The Court of Appeals for the Seventh Circuit has issued its second decision in favor of consumers bringing claims against retailers for injuries following cyber attacks exposing sensitive consumer information in Diefenbach v. Barnes & Noble, Inc. On April 11, 2018 the court resurrected the class action brought against the book retailer by consumers whose debit card information was hacked in 2012. Specifically, the court ruled that the named plaintiffs properly alleged an injury under state consumer protection laws, including lost time, cost of credit monitoring, and inhibited access to bank accounts, did not meet the threshold pleading standards.
Judge Easterbrook, writing for the court, found Barnes & Noble’s arguments against plaintiffs’ constitutional standing ineffective and unconvincing. Supporting her ruling that the victims suffered damages and therefore had standing to initiate this action, Judge Easterbrook opined, “To say that the plaintiffs have standing is to say that they have alleged injury in fact, and if they have suffered an injury then damages are available [. . .] These injuries can justify money damages, just as they support standing.”
This ruling comes three years after the Seventh Circuit’s 2015 decision in Remijas v. Neiman Marcus, where the court ruled that standing existed for consumers whose information had been stolen by hackers — the first federal appellate decision to reject arguments that data breach victims had not suffered enough injury to satisfy the standing requirements as set forth in the 2013 U.S. Supreme Court case, Clapper v. Amnesty International. Since the Remijas ruling, the Third, Sixth, Ninth and D.C. Circuits have followed suit, finding that data breach victims have standing to bring class actions.

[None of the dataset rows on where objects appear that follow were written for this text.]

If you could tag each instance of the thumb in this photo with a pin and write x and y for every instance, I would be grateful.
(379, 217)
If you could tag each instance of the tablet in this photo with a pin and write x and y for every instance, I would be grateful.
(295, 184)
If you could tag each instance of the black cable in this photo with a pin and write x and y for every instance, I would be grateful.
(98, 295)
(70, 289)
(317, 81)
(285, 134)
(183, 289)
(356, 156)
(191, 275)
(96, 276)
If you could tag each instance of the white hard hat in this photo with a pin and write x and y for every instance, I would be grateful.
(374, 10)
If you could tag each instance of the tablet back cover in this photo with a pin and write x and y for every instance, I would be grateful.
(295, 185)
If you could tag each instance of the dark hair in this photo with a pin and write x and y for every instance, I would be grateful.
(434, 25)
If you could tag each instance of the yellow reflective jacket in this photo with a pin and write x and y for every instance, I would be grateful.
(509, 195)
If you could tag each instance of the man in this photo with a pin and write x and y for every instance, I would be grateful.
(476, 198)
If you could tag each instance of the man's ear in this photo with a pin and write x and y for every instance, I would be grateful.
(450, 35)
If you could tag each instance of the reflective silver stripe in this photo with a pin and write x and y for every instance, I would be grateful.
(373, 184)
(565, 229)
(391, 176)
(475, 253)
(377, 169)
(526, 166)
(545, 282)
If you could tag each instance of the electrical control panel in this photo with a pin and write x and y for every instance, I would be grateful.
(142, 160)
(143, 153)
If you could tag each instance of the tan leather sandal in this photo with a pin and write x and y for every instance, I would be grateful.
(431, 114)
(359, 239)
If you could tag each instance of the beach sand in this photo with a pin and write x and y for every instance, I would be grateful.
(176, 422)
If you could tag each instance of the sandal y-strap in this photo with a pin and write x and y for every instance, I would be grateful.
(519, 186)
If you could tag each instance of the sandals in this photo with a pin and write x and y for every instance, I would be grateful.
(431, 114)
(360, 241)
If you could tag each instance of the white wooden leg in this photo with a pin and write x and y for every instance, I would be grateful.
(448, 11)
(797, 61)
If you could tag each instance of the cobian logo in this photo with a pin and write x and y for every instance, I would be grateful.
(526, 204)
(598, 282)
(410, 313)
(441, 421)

The court rejected various rulings cited by Barnes & Noble denying standing for data breach victims, including state court decisions in Illinois and California, where laws tend not to support data breach victim standing. In particular, regarding Illinois law, Judge Easterbrook noted that credit monitoring, costing the consumer monthly, “[. . .] is real and measurable; Illinois does not require more.” The court also rejected Barnes & Noble’s argument regarding California law, finding that “losing the use of money for three days may be a trifle to some people (though to others it may be a calamity), but a trifling loss suffices under California law.”